# Streams - Consuming data via REST API

Given some environment restrictions or preference by IT policies, this notebook shows an alternative mechanism to consume content from Streams. Specifically pulling messages from Google Cloud Pub/Sub Subscriptions using a convenitional REST API, instead of using the default streaming protocols. 

The current notebook shows how to interact with these taxonomies to convert codes to human-readable values or viceversa.

In this notebook...
* [Dependencies and Initialisation](#dependencies-and-initialisation)
* [Authentication](#authentication)
* [Pulling and Processing Messages](#pulling-and-processing-messages)
* [Acknowledging Messages](#acknowledging-messages)
* [Next Steps](#next-steps)

## Dependencies and Initialisation

This notebook expects that the `FACTIVA_USERKEY` and `FACTIVA_SUBSCRIPTIONID` are set in the `.env` file when the `dotenv.load_dotenv()` is executed.
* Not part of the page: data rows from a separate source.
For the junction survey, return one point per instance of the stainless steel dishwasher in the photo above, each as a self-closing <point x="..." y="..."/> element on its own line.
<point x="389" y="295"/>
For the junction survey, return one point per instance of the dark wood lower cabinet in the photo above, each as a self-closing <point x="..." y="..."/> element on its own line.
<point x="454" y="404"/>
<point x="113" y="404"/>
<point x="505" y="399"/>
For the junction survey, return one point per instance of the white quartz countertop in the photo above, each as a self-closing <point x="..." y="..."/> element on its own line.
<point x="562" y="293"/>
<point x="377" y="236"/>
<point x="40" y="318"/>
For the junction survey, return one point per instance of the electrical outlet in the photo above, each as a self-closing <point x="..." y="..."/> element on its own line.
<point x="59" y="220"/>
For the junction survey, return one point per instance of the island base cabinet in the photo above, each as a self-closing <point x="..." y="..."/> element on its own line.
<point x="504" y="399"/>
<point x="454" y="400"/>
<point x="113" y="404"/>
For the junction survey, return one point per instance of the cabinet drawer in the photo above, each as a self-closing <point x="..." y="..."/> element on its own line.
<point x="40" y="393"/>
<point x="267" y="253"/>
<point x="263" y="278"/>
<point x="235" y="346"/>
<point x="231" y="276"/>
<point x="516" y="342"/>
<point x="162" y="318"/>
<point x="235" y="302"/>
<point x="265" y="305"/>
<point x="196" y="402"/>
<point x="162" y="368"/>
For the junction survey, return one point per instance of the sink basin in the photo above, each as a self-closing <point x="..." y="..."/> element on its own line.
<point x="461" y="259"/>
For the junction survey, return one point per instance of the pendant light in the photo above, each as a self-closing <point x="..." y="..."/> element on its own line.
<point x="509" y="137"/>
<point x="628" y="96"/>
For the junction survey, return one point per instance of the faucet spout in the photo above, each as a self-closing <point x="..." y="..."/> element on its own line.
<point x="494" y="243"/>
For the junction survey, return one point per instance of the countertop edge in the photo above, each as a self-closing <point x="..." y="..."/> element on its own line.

More details in the [Configuration notebook](0.2_configuration.ipynb).

In [1]:
import json
import os
import requests
import datetime
import jwt          # pip install PyJWT
import base64

from dotenv import load_dotenv
load_dotenv()

STREAM_CRED_URL = 'https://api.dowjones.com/sns-accounts/streaming-credentials'

USERKEY = os.environ['FACTIVA_USERKEY']
REQ_DEFAULT_HEADERS = {
    'user-key': USERKEY,
    'content-type': "application/json",
    'cache-control': "no-cache",
    'X-API-VERSION': "3.0"
}
SUBSCRIPTIONID = os.environ['FACTIVA_SUBSCRIPTIONID']
AUTHZ_URL = 'https://oauth2.googleapis.com/token'

## Authentication

Loads the streaming credentials from the API and extracts details needed for Google Cloud Pub/Sub requests.

In [2]:
resp = requests.get(STREAM_CRED_URL, headers=REQ_DEFAULT_HEADERS)
streaming_credentials = json.loads(resp.json()['data']['attributes']['streaming_credentials'])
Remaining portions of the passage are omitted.